Kouwe puffed on his pipe and spoke slowly. “It’s the symbol for the Ban-ali. The Blood Jaguars.”
“You know this tribe?” Kelly asked.
The shaman blew out a long stream of smoke and sighed, then shook his head. “No one knows this tribe. It is what’s whispered among village elders, stories passed from one generation to another. Myths of a tribe that mates with jaguars and whose members can vanish into thin air. They bring death to all who encounter them. It is said they are as old as the forest and that the very jungle bends to their will.”
“But I’ve never heard of them,” Nathan said, “and I’ve worked with tribes throughout the Amazon.”
“And Dr. Fong, the Tellux anthropologist,” Frank said. “She didn’t recognize it either.”
“I’m not surprised. No matter how well you’re accepted, a nontribesman will always be considered pananakiri, an alien to the Indians of the region. They would never speak of the Ban-ali to you.”
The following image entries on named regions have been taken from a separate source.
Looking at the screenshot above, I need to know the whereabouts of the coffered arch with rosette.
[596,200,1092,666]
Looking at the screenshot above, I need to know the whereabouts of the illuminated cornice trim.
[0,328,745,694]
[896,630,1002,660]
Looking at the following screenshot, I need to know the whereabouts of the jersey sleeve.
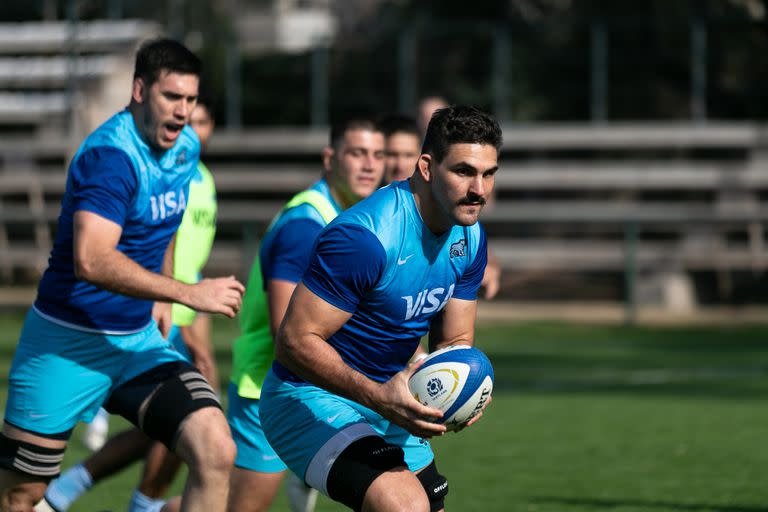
[303,224,386,313]
[71,147,138,226]
[263,219,323,283]
[453,228,488,300]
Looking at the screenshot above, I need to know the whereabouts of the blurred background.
[0,0,768,321]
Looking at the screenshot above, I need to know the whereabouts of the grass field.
[0,315,768,512]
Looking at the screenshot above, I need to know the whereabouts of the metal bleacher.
[200,123,768,296]
[0,20,158,284]
[0,123,768,310]
[0,20,768,308]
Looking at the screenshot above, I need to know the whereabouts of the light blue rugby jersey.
[273,181,488,382]
[34,109,200,333]
[259,179,341,284]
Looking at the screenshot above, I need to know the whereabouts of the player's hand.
[453,396,493,432]
[187,276,245,318]
[377,361,446,438]
[480,260,501,300]
[152,302,171,339]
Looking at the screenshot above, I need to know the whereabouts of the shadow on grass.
[531,496,768,512]
[489,347,768,398]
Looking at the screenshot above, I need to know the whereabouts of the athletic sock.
[45,464,93,512]
[128,489,165,512]
[32,498,58,512]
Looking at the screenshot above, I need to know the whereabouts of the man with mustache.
[379,111,501,300]
[0,39,244,512]
[260,106,501,512]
Nate couldn’t help but feel a bit insulted. “But I—”
“No, Nathan. I don’t mean to slight your own work or abilities. But for many tribes, names have power. Few will speak the name Ban-ali. They fear to draw the attention of the Blood Jaguars.” Kouwe pointed to the drawing. “If you take this symbol with you, it must be shown with care. Many Indians would slay you for possessing such a paper. There is no greater taboo than allowing that symbol into a village.”
Kelly frowned. “Then it’s doubtful Agent Clark passed through any villages.”
“If he did, he wouldn’t have walked out alive.”
Kelly and Frank shared a concerned look, then the doctor turned to Nathan. “Your father’s expedition was cataloging Amazonian tribes. If he had heard of these mysterious Ban-ali or had found some clue of their existence, perhaps he sought them out.”
Manny folded the sketched drawing. “And perhaps he found them.”
Kouwe studied the glowing tip of his pipe. “Pray to God he did not.”
* * *
A little later, with most of the details settled, Kelly watched the trio, escorted by a Ranger, cross the room and exit the warehouse. Her brother Frank was already at the portable satellite uplink to report the day’s progress to his superiors, including their father.
But Kelly found her gaze following Nathan Rand. After their antagonistic exchange in the hospital, she was still slightly put off by his demeanor. But he was hardly the same oily-haired, foul-smelling wretch she had seen hauling the girl on a stretcher. Shaved and in clean clothes, he was certainly handsome: sandy-blond hair, dark complexion, steel-blue eyes. Even the way one eyebrow would rise when he was intrigued was oddly charming.
“Kelly!” her brother called. “There’s someone who’d like to say hi.”
With a tired sigh, Kelly joined her brother at the table. All around the room, final preparations and equipment checks were being finished. She leaned both palms on the table and stared into the laptop’s screen. She saw two familiar faces, and a warm smile crossed her face.
“Mother, Jessie’s not supposed to be up this late.” She glanced to her own wristwatch and did a quick calculation. “It must be close to midnight.”
“Actually after midnight, hon.”
Kelly’s mother could have been her sister. Her hair was as deep an auburn as her own. The only sign of her age was the slightly deeper crinkles at the corners of her eyes and the small pair of glasses perched on her nose. She had been pregnant with Kelly and Frank when she was only twenty-two, still in med school herself. Giving birth to fraternal twins was enough of a family for the med student and the young navy surveillance engineer. Kelly’s mother and father never had any more children.
But that didn’t stop Kelly from following in her mother’s footsteps, getting pregnant in her fourth year of medical school at Georgetown. Yet unlike her mother, who remained married to the father of her children, Kelly divorced Daniel Nickerson when she found him in bed with a fellow residency student. He at least had enough decency not to contest Kelly’s demand for custody of their one-year-old daughter, Jessica.